Speaking of Shakespeare, in CoPhi we'll officially close Why Grow Up with a message that often gets missed: growing up and growing older does not have to be a steady and inexorable downhill plummet. The Bard was not saying, in As You Like It, that Life sucks, then you die. You'll slow down and smell the roses, if you do it right. You don't have to end up infirm and grumpy. If you do end up infirm, cheer up. Life is still terminal for us all, but as the great Yogi said: it ain't over yet, while you've still got some marbles to play with.

In Environmental Ethics we turn to Kim Stanley Robinson's Ministry for the Future. It's a work of cli-fi, and may not be a brilliant piece of literature. [More cli-fi... and more... A Weird Wonderful Conversation w/KSR & Ezra Klein includes a very Wendell Berry-esque moment when KSR acknowledges the power of place... In another conversation, KSR says he no longer thinks our destiny is the stars but in 10,000 years it could be a terraformed Mars...]

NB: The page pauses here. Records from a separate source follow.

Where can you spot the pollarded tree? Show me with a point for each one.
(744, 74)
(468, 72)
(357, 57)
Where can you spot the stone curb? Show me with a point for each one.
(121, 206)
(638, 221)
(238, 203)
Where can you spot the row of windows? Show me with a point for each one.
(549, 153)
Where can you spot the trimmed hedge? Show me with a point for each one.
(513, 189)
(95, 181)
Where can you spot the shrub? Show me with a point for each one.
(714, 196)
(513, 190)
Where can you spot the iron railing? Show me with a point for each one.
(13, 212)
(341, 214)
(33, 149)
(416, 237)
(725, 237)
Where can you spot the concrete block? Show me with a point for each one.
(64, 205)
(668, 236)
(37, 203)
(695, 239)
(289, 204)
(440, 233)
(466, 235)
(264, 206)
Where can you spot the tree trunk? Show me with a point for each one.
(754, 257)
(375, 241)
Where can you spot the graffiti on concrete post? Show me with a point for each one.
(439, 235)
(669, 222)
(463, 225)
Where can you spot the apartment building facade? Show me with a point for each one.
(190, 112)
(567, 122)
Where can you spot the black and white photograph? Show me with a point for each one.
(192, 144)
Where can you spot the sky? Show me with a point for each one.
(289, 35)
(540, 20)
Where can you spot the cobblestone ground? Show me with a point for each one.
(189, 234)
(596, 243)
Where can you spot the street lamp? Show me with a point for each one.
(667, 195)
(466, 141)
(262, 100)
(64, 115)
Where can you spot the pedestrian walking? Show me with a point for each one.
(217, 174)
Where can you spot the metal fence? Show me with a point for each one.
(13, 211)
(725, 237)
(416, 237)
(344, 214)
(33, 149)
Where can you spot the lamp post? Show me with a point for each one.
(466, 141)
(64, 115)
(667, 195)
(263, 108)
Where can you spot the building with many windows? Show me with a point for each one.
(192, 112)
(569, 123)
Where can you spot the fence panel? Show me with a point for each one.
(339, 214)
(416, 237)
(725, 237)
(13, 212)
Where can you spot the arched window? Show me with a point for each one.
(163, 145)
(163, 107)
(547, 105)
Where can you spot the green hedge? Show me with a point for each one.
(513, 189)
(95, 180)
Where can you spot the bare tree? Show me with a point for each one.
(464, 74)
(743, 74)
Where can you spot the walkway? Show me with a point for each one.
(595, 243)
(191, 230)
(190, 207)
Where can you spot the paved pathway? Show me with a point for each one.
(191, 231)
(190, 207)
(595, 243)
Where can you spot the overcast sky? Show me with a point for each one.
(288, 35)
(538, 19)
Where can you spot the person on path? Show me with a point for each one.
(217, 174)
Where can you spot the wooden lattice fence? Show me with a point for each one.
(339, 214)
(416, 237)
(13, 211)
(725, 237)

That's the opinion my pal from Huntsville expressed this weekend, while conceding that it's nonetheless full of great ideas; I'm reserving literary judgment. But KSR is indeed a fount of great and hopeful ideas, and he's really good at taking the long view. With Election '22 just ahead, I think we're all gonna want to remember to do that. It ain't over yet.

So, let's retrieve some more worthy 'isms from absolutist/dogmatist misappropriation: Survivalism (Avasthana in Sanskrit, KSR advises). Longtermism (see  What We Owe the Future). And then, especially, Eudaimonism. The promise of effective action in the face of climate change now is nothing less than the prospect of a perpetually flourishing humanity far into the future. 

But in light of a pair of this morning's ominous headlines-- The Pandemic Generation Goes to College. It Has Not Been Easy and What Do America’s Middle Schools Teach About Climate Change? Not Much--  we're going to have to do a much better job of instilling that vision in the generation now coming up.